When Italy was finally unified in 1861 Jews could live where they liked, and the Jewish population of Pitigliano began to decline. There was some persecution during WW2 although their catholic neighbors hid many of them in the surrounding countryside for protection. After the war however, the number of adult male Jews fell below the minimum of ten required to conduct worship, and the synagogue became defunct. In the 1960s the building collapsed in a landslide, but it was rebuilt in 1995 by the local council and now is part of a museum.

We spent a couple of hours looking around – in the basement several old Etruscan tombs and cisterns were adapted to meet the needs of the Jewish community. One room had ritual baths, and another was used as a cellar for kosher wine. There was also a dye-works, a kosher butcher, and a special bakery which was only used for making unleavened bread for Passover celebrations.

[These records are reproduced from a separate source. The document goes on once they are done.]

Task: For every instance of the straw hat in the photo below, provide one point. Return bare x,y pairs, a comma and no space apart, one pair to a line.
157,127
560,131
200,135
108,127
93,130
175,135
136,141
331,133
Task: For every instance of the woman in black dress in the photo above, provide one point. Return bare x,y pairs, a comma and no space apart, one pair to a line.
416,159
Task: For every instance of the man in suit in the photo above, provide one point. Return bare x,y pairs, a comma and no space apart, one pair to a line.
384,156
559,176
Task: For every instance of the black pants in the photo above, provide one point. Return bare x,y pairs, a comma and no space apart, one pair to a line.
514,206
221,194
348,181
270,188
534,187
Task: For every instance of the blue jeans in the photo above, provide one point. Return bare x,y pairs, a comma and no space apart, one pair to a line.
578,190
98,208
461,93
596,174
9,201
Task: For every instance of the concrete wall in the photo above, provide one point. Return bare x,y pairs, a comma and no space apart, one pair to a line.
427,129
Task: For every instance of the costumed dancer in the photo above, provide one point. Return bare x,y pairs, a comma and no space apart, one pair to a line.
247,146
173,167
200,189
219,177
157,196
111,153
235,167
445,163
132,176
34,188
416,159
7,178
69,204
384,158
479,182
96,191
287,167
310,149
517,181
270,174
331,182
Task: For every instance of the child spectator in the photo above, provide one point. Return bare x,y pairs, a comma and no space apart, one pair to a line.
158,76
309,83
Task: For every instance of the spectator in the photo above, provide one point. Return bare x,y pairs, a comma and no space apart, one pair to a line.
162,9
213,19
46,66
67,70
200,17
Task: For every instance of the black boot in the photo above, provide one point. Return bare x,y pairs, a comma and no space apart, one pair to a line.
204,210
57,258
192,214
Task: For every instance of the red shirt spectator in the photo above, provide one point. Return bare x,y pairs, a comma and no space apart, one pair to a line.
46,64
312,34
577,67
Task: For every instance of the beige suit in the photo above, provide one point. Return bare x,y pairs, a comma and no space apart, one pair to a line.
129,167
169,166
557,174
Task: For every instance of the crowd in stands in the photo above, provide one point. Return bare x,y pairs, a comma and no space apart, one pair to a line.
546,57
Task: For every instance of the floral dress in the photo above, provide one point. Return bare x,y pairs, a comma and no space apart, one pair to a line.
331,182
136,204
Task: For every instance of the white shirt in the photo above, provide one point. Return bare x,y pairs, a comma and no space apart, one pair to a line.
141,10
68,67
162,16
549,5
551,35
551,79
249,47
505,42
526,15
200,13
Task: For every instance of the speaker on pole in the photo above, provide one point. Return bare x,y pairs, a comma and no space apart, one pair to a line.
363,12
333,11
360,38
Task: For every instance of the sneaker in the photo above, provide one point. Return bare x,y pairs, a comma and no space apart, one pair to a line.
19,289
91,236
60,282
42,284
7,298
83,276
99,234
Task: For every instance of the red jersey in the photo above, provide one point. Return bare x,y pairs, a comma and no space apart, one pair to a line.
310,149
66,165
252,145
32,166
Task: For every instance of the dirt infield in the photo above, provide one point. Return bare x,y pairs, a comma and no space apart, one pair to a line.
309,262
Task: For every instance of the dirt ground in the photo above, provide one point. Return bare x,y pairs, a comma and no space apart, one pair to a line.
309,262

I had to wear my beanie when visiting the synagogue, because men are not allowed to have their heads uncovered and it looks more like a kippah than my sun-hat (which would have been acceptable). Felicity had to borrow a shawl to cover her bare arms. It was a fascinating visit, and not at all what we expected to be seeing in central Italy.

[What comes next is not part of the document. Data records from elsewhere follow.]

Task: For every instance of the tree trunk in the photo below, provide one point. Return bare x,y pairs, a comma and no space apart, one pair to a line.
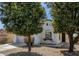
63,37
71,47
29,43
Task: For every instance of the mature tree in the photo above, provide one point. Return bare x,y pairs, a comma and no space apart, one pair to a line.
22,18
66,20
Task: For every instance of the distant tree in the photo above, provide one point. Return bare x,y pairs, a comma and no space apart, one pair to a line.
22,18
66,20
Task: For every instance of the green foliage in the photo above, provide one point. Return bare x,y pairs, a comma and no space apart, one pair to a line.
66,16
22,18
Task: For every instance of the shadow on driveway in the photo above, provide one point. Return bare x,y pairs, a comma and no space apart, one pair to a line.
66,53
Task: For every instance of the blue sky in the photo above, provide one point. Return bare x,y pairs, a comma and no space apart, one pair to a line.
48,16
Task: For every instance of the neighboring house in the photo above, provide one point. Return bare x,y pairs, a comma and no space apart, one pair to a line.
46,37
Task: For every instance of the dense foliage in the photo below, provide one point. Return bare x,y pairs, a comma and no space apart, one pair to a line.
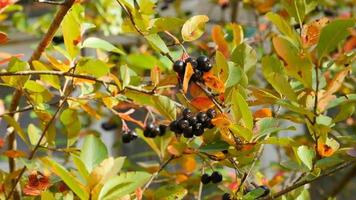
199,98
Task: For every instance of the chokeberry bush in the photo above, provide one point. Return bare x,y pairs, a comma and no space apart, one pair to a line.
203,99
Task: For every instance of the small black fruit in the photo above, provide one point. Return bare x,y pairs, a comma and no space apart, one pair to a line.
226,196
205,179
179,67
126,138
216,177
182,124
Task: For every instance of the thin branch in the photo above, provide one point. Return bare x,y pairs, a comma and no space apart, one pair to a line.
155,175
297,185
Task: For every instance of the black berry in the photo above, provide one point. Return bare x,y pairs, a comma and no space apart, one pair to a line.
266,190
126,138
186,113
226,196
192,120
162,129
192,61
179,67
205,179
216,177
182,124
211,113
202,117
109,126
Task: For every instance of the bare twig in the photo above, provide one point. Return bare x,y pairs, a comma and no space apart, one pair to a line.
155,175
299,184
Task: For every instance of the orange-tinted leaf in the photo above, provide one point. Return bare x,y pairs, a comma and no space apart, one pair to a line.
187,75
328,148
311,31
195,90
202,103
221,121
262,113
14,154
213,82
3,37
218,37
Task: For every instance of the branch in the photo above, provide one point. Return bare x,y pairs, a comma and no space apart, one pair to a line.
46,40
297,185
154,176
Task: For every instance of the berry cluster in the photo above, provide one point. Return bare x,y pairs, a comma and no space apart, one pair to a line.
200,65
128,136
152,131
190,125
215,177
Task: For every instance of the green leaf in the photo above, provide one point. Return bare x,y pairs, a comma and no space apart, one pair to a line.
93,67
71,122
244,110
245,56
299,66
13,123
71,28
80,166
171,192
275,74
216,146
51,80
97,43
165,106
306,155
166,24
283,26
71,181
124,184
332,34
93,152
194,27
157,43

I was about to publish this post when I noticed that it was 8.00 PM and time for dinner. We decided to go to a trattoria around the corner from our host’s restaurant, and walked the long way around the block to avoid his establishment where we had eaten the night before. We were sitting out on the street, just beginning to eat our meal when the aforementioned host walked past, wishing us a Buonasera as he went.

I’m not as tired as last night, but the bed looks pretty inviting so that’s all for today.